In seinem Buch "Wir Herrenmenschen" räumt Bartholomäus Grill mit einigen Mythen der deutschen Kolonialgeschichte auf.

18.06.2019, 23:01

Berlin (dpa) l "Der Engländer war brutal, nicht wahr? Der Franzose – auch nicht ohne. Und der Portugiese erst! Vom Belgier gar nicht zu reden. Wir aber waren ganz anders, unsere Schwarzen mochten uns. Und sie kämpften gerne für unsere Sache." So polemisch zugespitzt beschreibt Bartholomäus Grill in seinem Buch "Wir Herrenmenschen" die Haltung der Deutschen zu ihrer kolonialen Vergangenheit. Wenn sie nicht gerade komplett in Vergessenheit geraten sei, werde sie mit Zuckerguss überzogen. Klar, die Kolonialgeschichte der Deutschen liegt mehr als 100 Jahre zurück und währte auch nur kurz.

"Deutschland hatte einfach zu wenig Zeit, um größeren Schaden anzurichten", ist eine verbreitete Meinung. Nach den Gräueln des Nationalsozialismus und Holocaust erschien die flüchtige Kolonialgeschichte im Rückblick geradezu als harmlose und ferne Episode. Doch das ist ein Trugschluss: Weder ist sie fern, noch war sie harmlos, wie der Afrika-Korrespondent des "Spiegel" in seinem Buch zeigt. Gerade in jüngster Zeit ist das Thema wieder sehr aktuell. Das beweisen die Entschädigungsforderungen der Herero in Namibia ebenso wie die Diskussionen um die Rückgabe kolonialen Raubguts in Zusammenhang mit dem neuen Humboldt Forum in Berlin.

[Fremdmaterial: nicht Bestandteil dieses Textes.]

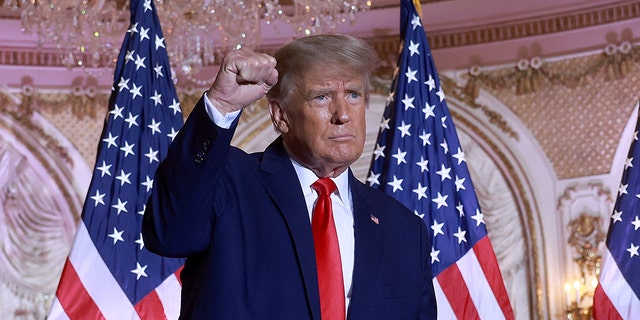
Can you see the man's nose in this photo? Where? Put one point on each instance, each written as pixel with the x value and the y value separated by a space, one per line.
pixel 341 111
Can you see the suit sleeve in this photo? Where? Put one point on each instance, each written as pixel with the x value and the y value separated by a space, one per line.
pixel 429 309
pixel 179 217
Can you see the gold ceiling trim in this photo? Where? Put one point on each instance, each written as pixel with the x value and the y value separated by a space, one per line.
pixel 388 45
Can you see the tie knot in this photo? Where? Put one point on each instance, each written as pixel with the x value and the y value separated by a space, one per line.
pixel 324 186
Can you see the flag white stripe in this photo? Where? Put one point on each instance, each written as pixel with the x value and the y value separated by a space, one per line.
pixel 169 294
pixel 479 288
pixel 445 312
pixel 622 297
pixel 98 280
pixel 57 312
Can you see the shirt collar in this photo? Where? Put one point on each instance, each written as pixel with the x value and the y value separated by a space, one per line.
pixel 308 177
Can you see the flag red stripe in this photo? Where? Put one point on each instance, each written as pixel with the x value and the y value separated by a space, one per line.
pixel 489 264
pixel 457 293
pixel 150 307
pixel 73 297
pixel 603 309
pixel 177 273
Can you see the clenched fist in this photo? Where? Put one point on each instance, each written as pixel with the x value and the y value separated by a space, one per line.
pixel 244 77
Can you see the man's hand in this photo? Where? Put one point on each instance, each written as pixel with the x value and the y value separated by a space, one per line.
pixel 244 77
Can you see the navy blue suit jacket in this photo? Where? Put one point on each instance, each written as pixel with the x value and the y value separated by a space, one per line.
pixel 241 221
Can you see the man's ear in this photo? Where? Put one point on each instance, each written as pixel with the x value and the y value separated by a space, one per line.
pixel 278 116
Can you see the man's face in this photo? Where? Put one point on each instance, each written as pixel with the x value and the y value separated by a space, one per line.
pixel 322 121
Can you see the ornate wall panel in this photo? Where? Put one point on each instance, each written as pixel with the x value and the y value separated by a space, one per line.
pixel 40 199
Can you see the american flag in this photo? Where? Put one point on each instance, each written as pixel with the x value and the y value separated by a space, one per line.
pixel 617 295
pixel 109 274
pixel 418 160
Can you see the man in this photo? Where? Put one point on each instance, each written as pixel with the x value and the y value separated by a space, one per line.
pixel 245 220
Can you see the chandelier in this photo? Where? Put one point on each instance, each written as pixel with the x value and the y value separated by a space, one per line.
pixel 88 33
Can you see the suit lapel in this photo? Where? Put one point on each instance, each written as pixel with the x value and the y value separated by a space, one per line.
pixel 281 182
pixel 368 250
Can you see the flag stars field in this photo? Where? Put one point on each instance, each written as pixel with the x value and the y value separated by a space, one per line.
pixel 108 262
pixel 441 191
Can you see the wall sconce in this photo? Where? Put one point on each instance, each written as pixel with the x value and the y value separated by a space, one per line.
pixel 585 236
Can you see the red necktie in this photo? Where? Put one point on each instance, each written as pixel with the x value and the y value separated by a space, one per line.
pixel 328 260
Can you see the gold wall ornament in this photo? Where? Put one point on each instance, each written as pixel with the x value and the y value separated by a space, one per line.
pixel 585 236
pixel 467 96
pixel 529 75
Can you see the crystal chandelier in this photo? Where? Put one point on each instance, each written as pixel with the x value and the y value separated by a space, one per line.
pixel 88 33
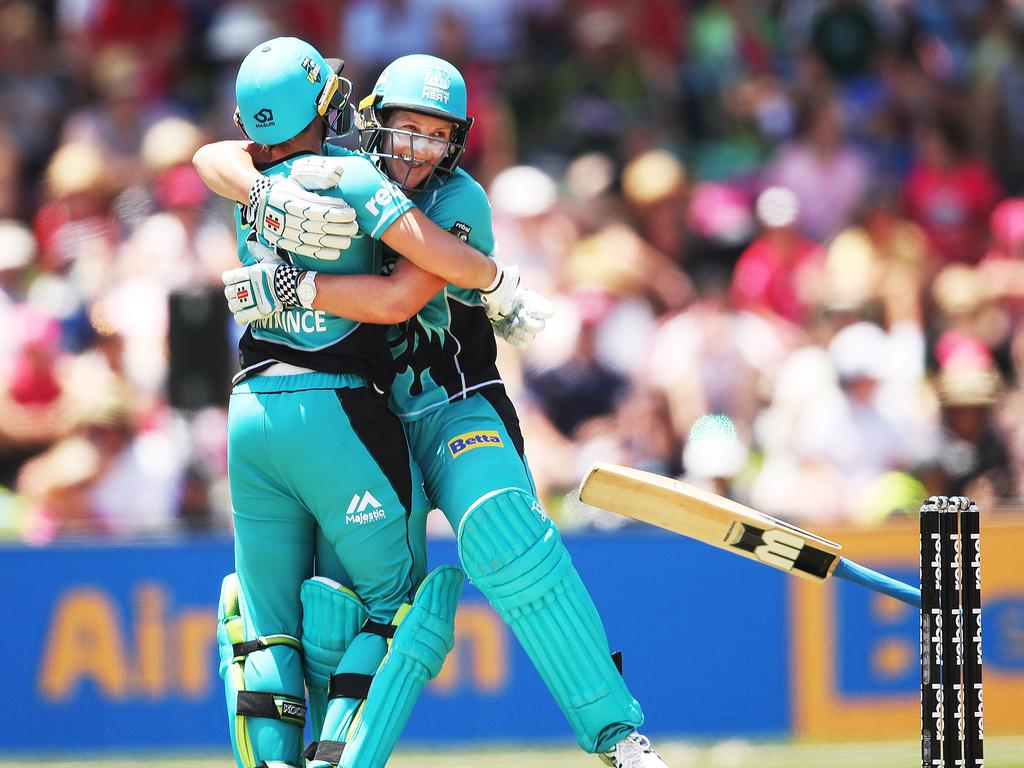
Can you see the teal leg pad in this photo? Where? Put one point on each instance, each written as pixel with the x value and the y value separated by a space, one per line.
pixel 332 616
pixel 513 554
pixel 424 637
pixel 262 686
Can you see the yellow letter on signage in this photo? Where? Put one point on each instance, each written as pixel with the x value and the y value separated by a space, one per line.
pixel 83 641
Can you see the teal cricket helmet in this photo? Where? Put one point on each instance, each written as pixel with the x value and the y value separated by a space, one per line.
pixel 423 84
pixel 283 85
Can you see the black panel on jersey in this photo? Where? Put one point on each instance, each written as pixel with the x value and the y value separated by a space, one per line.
pixel 500 401
pixel 383 436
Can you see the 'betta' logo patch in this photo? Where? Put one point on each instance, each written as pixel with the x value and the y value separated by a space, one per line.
pixel 263 118
pixel 312 70
pixel 469 440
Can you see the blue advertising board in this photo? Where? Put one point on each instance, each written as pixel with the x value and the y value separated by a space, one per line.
pixel 109 647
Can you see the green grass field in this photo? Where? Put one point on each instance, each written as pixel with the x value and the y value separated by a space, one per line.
pixel 999 753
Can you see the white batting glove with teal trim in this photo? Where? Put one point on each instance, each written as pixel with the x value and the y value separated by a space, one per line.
pixel 498 297
pixel 528 316
pixel 260 290
pixel 287 215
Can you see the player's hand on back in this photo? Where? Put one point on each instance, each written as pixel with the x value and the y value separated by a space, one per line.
pixel 288 213
pixel 260 290
pixel 527 317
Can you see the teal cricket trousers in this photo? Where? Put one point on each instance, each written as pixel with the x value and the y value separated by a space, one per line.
pixel 318 450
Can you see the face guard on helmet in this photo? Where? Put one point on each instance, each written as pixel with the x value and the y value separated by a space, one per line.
pixel 422 84
pixel 283 84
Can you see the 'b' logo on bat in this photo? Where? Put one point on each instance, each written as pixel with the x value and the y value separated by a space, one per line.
pixel 779 549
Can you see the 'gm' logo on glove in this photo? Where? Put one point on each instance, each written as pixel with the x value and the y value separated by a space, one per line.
pixel 470 440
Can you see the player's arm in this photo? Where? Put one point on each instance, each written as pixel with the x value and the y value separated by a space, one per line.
pixel 227 168
pixel 283 211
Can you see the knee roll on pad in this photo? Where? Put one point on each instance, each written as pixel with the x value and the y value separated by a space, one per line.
pixel 332 616
pixel 423 636
pixel 266 709
pixel 513 554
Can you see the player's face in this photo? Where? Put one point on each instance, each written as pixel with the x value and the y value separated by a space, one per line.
pixel 419 142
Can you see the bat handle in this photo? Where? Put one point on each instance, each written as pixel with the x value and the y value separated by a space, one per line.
pixel 851 571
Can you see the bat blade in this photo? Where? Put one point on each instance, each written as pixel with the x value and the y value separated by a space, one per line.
pixel 710 518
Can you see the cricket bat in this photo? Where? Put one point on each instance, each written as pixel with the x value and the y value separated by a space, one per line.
pixel 727 524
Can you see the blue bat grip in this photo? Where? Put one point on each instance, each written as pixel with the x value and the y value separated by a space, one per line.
pixel 851 571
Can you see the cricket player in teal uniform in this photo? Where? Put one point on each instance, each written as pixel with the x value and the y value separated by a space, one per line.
pixel 462 428
pixel 313 446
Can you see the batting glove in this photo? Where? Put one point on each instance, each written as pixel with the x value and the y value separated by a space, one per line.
pixel 287 215
pixel 498 297
pixel 260 290
pixel 529 314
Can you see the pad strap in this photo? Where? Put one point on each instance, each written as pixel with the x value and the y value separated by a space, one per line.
pixel 243 649
pixel 381 630
pixel 349 685
pixel 260 704
pixel 329 752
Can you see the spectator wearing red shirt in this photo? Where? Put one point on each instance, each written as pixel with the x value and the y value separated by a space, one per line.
pixel 775 273
pixel 949 193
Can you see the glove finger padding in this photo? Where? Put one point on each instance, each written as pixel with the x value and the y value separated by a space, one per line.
pixel 261 253
pixel 312 207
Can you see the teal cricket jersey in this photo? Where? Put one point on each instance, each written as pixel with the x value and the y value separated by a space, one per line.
pixel 446 351
pixel 317 340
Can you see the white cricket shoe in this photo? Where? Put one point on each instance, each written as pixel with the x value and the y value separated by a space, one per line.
pixel 633 752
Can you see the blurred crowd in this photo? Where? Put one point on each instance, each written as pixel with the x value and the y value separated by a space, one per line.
pixel 784 240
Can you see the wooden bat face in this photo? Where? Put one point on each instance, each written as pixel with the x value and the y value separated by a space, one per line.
pixel 710 518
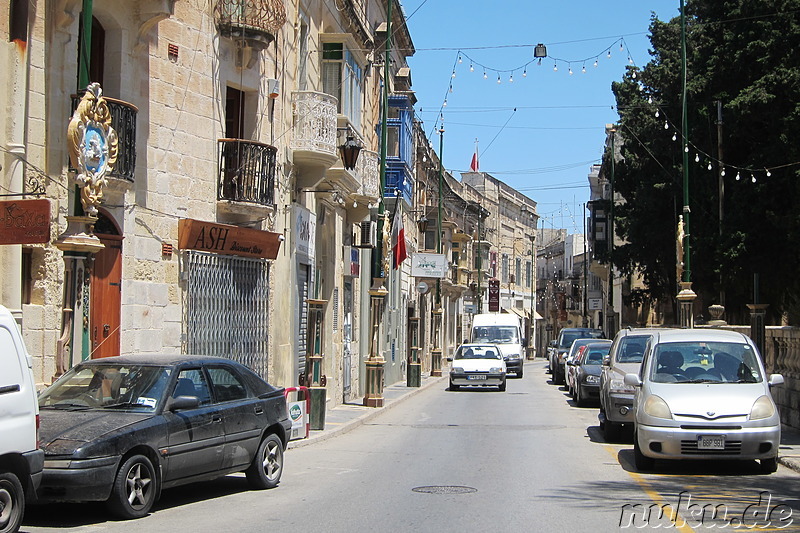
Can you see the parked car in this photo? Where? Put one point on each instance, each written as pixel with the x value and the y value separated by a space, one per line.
pixel 616 398
pixel 121 429
pixel 587 372
pixel 21 459
pixel 562 345
pixel 703 394
pixel 477 365
pixel 575 351
pixel 505 331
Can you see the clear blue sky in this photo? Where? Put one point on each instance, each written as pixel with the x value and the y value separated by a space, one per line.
pixel 546 147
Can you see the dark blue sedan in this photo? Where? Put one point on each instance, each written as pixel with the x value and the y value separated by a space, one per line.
pixel 121 429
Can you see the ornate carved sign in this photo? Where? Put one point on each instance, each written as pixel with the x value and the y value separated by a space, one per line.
pixel 24 221
pixel 225 239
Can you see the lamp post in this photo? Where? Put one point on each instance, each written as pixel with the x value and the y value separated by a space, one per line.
pixel 373 396
pixel 686 295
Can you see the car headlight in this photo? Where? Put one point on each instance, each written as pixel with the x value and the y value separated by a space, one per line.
pixel 617 385
pixel 762 408
pixel 655 406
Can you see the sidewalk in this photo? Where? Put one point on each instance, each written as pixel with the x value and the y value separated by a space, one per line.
pixel 345 417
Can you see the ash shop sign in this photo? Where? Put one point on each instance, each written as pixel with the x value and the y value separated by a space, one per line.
pixel 425 265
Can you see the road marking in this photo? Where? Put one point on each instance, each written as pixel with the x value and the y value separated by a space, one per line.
pixel 654 496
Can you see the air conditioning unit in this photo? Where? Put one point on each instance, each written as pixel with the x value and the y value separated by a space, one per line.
pixel 369 234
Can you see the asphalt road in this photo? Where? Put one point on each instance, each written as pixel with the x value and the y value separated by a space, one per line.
pixel 527 459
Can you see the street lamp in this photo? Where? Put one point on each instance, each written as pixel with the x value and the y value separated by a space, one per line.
pixel 349 152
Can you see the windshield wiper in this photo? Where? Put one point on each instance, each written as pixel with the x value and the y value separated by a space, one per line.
pixel 61 405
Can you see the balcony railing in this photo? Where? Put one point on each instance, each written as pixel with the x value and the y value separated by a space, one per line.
pixel 123 120
pixel 258 21
pixel 246 171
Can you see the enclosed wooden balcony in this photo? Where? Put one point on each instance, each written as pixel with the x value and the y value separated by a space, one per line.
pixel 314 136
pixel 246 172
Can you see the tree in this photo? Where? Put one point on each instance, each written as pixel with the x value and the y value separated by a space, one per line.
pixel 742 53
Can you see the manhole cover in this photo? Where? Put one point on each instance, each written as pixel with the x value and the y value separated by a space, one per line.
pixel 444 489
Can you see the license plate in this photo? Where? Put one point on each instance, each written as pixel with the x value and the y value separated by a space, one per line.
pixel 711 442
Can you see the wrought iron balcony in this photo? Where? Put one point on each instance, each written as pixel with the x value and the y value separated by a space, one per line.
pixel 256 21
pixel 246 171
pixel 123 120
pixel 314 139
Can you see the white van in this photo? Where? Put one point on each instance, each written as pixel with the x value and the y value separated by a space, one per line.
pixel 504 330
pixel 21 460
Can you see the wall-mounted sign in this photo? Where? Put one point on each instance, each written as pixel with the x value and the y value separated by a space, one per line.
pixel 226 239
pixel 428 265
pixel 24 221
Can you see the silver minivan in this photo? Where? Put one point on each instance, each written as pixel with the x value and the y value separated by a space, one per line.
pixel 703 394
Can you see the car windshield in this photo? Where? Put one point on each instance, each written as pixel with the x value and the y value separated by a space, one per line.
pixel 124 387
pixel 705 362
pixel 477 352
pixel 569 337
pixel 595 355
pixel 501 334
pixel 631 349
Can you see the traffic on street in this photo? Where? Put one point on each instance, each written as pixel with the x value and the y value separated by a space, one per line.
pixel 469 460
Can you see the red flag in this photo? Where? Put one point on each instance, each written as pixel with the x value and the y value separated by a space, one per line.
pixel 474 165
pixel 399 253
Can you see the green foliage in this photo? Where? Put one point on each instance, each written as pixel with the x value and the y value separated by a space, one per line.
pixel 744 54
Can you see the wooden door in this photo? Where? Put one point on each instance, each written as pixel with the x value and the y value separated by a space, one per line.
pixel 106 298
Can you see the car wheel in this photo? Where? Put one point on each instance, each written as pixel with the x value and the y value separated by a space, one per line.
pixel 641 461
pixel 267 467
pixel 12 502
pixel 768 466
pixel 611 431
pixel 134 490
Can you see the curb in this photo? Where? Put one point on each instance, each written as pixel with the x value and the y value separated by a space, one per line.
pixel 326 434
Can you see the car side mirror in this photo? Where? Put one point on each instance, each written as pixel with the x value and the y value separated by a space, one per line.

Mit der Legende, dass die Deutschen die besseren Kolonialherren waren und es nur wenige beklagenswerte Ausreißer gab, räumt Grill gründlich auf. Sein Buch ist keine angenehme Lektüre. Es ist kritisch, anklagend, oft auch polemisch, konfrontiert uns mit unbequemen Wahrheiten. Fast alle früheren deutschen Kolonialgebiete hat der Journalist bereist – von Togo und Kamerun, Namibia und Tansania in Afrika bis nach Tsingtau in China und Neuguinea im Pazifik.

Grill begibt sich auf die Spuren von Kolonialbeamten und Soldaten, Forschern und Missionaren. An vielen Orten sind die Zeugnisse deutscher Vergangenheit vom Staub der Geschichte fast verweht, anderswo – besonders in Namibia, dem ehemaligen Deutsch-Südwestafrika - trifft er auf gut erhaltene wilhelminische Bauten und ein Deutschtum, das in Sprache und Alltagskultur stolz gepflegt wird. Es gibt auch kuriose Begegnungen wie die mit einem Gendarm in Douala (Kamerun), der sich voller Stolz als "Adolf, wie Adolf Hitler" vorstellt und dann noch hinzufügt, dass er die Rückkehr der Deutschen begrüßen würde.

Doch die Geschichte der Deutschen etwa in Tansania ist alles andere als ruhmvoll. Sie ist bestimmt von finsteren Figuren wie Carl Peters, einem "sadistischen Herrenmenschen", der für Kaiser und Vaterland ein riesiges Gebiet zusammenraubte und dort eine tyrannische Willkürherrschaft errichtete. Der berüchtigte Lothar von Trotha wiederum gerierte sich in Deutsch-Südwestafrika als "Vernichtungskrieger". Sein Name ist in Zusammenhang mit dem Massaker an den Herero in die Geschichte eingegangen, das Grill übrigens – im Gegensatz zu den meisten zeitgenössischen Historikern – nicht als Völkermord bezeichnen will. Der Kommandeur der Kaiserlichen Schutztruppe wütete in der Kolonie dermaßen brutal, dass er schließlich von der Regierung in Berlin abberufen wurde.

In Togo wiederum nahmen sich die Kolonialbeamten, fernab jeglicher Kontrolle, das Herrenrecht auf Vergewaltigungen und Exzesse heraus. Strafaktionen gegen ungebärdige "Eingeborene" gab es fast in allen Kolonien.

Insgesamt, so Grill, war das ganze deutsche Kolonialsystem auf Ausbeutung angelegt, von Menschen und Rohstoffen. Die gewaltsame Modernisierung zerstörte Traditionen und Bindungen – mit Folgen bis in die Gegenwart, wie sich an den willkürlich gezogenen Staatsgrenzen zeigt. Am beklagenswertesten findet es der Autor, dass Stereotype, rassistische Vorurteile und Überlegenheitsdünkel aus der Kolonialzeit keineswegs verschwunden sind. Das habe sich zuletzt vor allem wieder in der Flüchtlingskrise gezeigt. Afrika und seine Menschen würden nur als Gefahr, als Bedrohung gesehen. "Wir sehen die außereuropäische Welt nach wie vor mit dem imperialen Auge und behandeln ihre Bewohner nicht viel besser als in der Kolonialzeit", ist sein strenges Fazit.